INTERSTELLAR!!1!1

Jan 15, 2015 10:53

Ask.fm'deki soruya cevap yazmıştım ama oraya sığmadı :)) copy/paste buraya aldım. Enjoy!


Yazacağım şeyler spoilerlı olacak, filmi izlemediyseniz bir an önce bir yolunu bulup izleyin. Ben Nolan filmlerinin hep overrated olduğunu düşünmüşümdür (bkz. Dark Knight serisi ve Inception) ama bu adamın gerçekten bir hikmeti varmış, ben de ultimate fan trenine ayağımı attım, hayırlısı.

2014'te çok film izlemedim, ama izlediklerim arasında EN İYİSİ buydu, hatta uzun yıllar içinde izlediğim en iyi filmdi. Çok etkilendim, bittiğinde yerimden kalkamadım sinemada ve günlerce etkisinden çıkamadım, sürekli hakkında bir şeyler okumak ve konuşmak istedim. Reddit sağolsun, tamamen filme dair bir subreddit oluşturulmuş, krizim gelince orada takılıyorum.

Spoiler dolu detaylı yorumuma geçiyorum..

Filmi göreli 1 ay oldu sanırım hemen hemen. Çok küçük detaylarını hatırlamıyorum, ama hakkında çok okudum ve belli başlı katıldığım/katılmadığım şeyler var çoğunluğun fikirlerinde;

- Filmin "sevgi her şeyi çözer" konusu üzerinde ilerlemesi görüşüne KATILMIYORUM. Son derece basite indirgemek olur böyle bir düşünce. Filmin olayı artık kurtulması mümkün görünmeyen bir gezegeni kaderine terk etmek versus cesur bir şekilde alternatif bir yol aramak idi.
Cooper NASA'nın teklifini Anne Hathaway'in kaşı gözü için kabul etmedi, ki o noktaya gelene kadar adamın yeni dünya düzenindeki fikirlerini ve duruşunu görme fırsatı da edindik. Murphy'nin okulunda "tabii ki aya çıkmadık, her şey sovyet rusyaya üstünlük sağlayabilmek içindi" gibi bir inanç üzerinden eğitim veriliyordu ve bu adam geçmişin NASA'sında o karadelikten geçecek mekikleri test etmiş bir pilot. O salak insanlara bakarken beyninin nasıl acıdığını hissettim resmen. Bu adamın olayı sevgiden öte "ben bir mühendisim ve dünya bu kader karşısında bu kadar pasif olmamalı" idi her zaman. NASA'nın teklifini o yüzden kabul etti ve o yüzden kızıyla bir daha konuşmama pahasına evini terk edip nereden geldiği belli bile olmayan bir solucan deliğinden geçmeyi kabul etti.

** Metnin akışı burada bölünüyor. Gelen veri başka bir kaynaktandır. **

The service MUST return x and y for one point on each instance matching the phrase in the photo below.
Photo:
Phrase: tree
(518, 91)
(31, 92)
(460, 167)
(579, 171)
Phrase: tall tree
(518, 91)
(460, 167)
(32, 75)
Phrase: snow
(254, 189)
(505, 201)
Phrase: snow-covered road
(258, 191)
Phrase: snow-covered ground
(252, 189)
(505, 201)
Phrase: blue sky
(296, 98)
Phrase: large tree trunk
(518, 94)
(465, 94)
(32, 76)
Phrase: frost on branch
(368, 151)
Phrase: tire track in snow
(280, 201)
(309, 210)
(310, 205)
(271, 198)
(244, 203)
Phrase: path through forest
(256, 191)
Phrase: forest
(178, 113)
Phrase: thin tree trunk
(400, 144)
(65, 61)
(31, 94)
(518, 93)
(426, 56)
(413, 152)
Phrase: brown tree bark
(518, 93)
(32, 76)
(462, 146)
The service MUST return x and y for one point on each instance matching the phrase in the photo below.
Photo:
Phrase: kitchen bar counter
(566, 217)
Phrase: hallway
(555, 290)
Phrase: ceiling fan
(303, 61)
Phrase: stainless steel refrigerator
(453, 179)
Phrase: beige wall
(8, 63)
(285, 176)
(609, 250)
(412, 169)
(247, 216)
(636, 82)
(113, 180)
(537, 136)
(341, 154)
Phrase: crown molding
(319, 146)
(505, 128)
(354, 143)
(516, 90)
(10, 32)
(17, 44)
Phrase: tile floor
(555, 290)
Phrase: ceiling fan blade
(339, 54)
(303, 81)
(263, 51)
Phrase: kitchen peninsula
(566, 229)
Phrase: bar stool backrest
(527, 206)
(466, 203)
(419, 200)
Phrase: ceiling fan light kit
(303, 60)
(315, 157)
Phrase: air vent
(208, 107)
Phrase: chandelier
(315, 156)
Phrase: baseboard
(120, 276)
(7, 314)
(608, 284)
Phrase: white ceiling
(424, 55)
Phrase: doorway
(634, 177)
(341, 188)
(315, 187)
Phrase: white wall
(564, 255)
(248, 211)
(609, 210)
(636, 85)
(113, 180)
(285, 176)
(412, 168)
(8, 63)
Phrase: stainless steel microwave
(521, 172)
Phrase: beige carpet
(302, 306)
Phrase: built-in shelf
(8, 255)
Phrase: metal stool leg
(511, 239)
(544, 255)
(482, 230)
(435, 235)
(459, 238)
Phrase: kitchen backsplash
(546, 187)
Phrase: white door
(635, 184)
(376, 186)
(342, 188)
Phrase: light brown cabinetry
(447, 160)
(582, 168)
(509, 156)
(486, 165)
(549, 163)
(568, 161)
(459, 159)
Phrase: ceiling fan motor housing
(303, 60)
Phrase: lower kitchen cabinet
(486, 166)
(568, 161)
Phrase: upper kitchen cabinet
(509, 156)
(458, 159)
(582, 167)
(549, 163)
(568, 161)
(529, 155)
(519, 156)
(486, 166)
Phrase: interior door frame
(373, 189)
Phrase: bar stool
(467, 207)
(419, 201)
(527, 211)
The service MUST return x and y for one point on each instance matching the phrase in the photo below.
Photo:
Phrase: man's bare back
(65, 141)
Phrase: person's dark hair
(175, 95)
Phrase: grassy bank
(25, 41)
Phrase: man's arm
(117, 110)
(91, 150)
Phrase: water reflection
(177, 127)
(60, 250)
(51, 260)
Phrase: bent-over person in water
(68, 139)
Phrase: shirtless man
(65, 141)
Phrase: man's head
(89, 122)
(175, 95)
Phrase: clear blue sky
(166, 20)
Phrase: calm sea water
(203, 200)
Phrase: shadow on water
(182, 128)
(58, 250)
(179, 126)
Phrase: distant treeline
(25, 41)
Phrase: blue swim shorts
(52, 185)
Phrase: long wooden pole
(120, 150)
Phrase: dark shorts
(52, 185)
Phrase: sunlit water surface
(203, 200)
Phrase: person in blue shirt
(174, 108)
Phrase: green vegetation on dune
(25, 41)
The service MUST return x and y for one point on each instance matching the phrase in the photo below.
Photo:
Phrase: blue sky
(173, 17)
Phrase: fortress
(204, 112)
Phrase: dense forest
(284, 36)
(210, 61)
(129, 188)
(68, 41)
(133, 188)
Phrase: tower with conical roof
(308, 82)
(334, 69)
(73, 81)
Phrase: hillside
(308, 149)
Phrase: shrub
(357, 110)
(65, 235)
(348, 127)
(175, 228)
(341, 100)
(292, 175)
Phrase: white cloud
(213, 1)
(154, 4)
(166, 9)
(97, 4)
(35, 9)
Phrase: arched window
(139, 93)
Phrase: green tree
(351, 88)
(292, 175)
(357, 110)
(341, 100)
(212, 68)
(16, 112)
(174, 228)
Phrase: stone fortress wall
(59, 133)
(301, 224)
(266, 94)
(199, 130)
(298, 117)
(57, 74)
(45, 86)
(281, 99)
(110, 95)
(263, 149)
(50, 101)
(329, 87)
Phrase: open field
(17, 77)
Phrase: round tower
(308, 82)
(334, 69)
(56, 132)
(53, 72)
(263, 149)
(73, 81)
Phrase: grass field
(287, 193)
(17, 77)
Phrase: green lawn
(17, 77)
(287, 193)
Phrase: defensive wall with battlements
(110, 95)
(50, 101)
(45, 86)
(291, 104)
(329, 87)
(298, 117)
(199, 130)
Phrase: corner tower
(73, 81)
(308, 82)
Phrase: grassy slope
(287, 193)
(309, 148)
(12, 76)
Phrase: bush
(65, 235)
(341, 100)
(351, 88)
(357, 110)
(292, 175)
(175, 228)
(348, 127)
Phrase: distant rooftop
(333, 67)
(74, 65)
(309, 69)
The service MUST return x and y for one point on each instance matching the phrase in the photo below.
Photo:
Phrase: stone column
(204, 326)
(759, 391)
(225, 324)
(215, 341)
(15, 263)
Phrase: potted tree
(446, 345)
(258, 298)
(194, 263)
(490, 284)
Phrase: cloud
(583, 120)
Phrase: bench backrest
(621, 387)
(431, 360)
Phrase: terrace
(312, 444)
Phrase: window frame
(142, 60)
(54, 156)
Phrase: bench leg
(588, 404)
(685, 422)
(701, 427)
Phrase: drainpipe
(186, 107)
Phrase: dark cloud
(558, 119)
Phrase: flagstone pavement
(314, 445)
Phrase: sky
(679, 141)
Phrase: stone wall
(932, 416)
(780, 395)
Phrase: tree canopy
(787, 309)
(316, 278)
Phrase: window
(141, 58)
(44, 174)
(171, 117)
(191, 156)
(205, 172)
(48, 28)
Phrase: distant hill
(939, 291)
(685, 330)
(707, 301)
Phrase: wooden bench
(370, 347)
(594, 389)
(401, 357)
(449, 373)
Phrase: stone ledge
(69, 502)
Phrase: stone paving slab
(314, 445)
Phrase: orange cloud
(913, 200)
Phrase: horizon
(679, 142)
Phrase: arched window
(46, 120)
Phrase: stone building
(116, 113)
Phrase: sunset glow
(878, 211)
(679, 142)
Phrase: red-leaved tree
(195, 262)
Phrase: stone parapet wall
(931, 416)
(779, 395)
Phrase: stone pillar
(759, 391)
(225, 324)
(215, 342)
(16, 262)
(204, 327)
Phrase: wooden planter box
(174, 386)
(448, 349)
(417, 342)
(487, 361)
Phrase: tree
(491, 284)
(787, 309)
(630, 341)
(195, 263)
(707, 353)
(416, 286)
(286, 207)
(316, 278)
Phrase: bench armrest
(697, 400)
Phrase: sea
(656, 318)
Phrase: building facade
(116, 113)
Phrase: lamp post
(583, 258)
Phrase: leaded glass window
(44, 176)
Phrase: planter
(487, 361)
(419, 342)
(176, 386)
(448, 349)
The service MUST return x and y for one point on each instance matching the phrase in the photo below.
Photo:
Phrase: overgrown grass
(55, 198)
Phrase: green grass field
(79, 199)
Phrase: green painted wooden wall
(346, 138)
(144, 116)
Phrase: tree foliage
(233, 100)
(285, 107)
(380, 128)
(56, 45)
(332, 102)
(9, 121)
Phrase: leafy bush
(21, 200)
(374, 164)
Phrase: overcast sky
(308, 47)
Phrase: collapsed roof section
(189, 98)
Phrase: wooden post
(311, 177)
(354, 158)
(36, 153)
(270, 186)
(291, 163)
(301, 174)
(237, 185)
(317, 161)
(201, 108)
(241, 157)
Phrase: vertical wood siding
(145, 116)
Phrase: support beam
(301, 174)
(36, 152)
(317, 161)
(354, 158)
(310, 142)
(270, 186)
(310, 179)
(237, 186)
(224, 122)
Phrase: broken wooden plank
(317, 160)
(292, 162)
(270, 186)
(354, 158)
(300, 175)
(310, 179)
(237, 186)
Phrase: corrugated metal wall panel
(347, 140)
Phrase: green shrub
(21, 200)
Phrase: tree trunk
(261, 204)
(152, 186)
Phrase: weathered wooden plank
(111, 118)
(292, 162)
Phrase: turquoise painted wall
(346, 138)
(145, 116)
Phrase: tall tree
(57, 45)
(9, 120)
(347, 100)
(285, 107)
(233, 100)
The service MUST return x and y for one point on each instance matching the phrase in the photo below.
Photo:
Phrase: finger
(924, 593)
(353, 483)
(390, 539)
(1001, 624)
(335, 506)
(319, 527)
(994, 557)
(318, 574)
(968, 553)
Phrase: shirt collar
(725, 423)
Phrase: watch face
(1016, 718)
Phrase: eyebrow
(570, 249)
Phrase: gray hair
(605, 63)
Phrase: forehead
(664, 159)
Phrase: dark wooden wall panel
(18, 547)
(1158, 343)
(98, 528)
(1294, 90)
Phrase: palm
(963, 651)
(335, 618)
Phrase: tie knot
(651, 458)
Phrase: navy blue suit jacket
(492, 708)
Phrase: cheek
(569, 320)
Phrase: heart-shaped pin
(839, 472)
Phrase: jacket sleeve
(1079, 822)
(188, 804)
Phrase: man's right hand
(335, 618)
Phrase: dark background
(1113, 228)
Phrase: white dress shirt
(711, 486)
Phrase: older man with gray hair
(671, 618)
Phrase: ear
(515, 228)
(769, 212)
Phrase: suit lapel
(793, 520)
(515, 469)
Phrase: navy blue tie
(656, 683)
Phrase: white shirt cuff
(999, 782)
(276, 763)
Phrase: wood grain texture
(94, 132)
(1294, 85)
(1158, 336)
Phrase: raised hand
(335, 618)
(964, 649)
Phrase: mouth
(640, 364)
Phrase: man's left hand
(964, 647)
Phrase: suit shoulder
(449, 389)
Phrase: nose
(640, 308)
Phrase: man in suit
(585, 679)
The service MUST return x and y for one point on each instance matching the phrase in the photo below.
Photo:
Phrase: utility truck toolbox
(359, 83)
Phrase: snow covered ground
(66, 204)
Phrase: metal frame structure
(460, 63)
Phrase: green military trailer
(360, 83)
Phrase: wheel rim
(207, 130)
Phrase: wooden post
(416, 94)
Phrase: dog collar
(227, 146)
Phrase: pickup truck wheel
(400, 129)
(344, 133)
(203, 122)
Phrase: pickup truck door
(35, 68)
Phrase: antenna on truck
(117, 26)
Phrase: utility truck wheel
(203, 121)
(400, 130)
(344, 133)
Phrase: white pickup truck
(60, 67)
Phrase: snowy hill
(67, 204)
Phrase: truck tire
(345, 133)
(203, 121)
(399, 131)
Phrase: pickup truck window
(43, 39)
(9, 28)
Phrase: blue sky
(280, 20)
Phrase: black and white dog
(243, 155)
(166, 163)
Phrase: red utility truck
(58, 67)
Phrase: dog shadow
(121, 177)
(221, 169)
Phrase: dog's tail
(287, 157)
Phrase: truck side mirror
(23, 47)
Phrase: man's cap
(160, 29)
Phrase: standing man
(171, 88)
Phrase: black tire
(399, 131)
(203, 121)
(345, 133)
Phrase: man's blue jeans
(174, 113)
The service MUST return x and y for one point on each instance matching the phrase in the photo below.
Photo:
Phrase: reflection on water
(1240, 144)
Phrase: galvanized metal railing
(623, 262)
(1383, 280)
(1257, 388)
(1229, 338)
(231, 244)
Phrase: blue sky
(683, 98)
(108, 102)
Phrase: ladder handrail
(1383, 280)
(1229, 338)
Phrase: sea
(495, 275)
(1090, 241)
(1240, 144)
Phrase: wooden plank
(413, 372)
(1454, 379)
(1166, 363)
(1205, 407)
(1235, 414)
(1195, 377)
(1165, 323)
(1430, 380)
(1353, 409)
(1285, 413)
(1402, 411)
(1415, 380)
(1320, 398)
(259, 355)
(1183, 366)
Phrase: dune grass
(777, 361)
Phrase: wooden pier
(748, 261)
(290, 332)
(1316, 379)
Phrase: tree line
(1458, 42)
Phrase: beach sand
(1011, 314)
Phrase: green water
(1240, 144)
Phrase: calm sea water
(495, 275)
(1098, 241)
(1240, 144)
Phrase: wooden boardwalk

Filmin ilerleyen dakikalarında devasa dalgalı gezegenden sonra gidecekleri rotayı seçerken Anne Hathaway'ın "içimdeki his bana sevdiceğimin gezegenine gitmemizi söylüyor" demesi resmen bazı insanların beynine oturmuş, bütün filmi o repliğin üzerine kurmuşlar. Halbuki ne Cooper ne de Romily kabul etti oraya gitmeyi, tamamen mantıkla Mann'ın gezegenine gittiler. Babaları aldılar tabii orada, orası ayrı mesele, ama yine de bu filmi "sevgi ve aşk kurtuluşun yolu" plotuna saplayıp bırakmamızı gerektirmiyor.

Ama filmin aile kavramını ele alışına HAYRANIM. Cooper'ın "Once you're a parent, you're the ghost of your children's future" sözünde yemin ediyorum ellerimi yüzüme kapatıp hüngür hüngür ağlamak istedim, because it is the universal truth. Ayrıca he was her ghost. Literally. Sonradan o sembolizmi de anlayıp bir kez daha yıkıldım. *sobs inside*
Murphy'nin ergen tribi yapıp babası gittikten sonra arkasından koşması ve Cooper'ın arabadayken yan koltuktaki battaniyeyi kaldırıp Murph belki oradadır diye kontrol etmesi... Hepsi kalp ağrısıydı resmen. Düşündükçe içimi kanırtıyor.
Sonra başka üzücü olan nokta Cooper'ın kızını oğlundan daha çok sevmesiydi mesela. Oğlunun kaderini kabullenmişti, o da farmer olacak, düzeni devam ettirecekti, ama Cooper'ın "we can make a difference" inancına uyan ve umut bağladığı evladı Murphy oldu her zaman. Aile kavramının çarpıklığını ama aynı zamanda kuvvetini görmek çok güzeldi filmde.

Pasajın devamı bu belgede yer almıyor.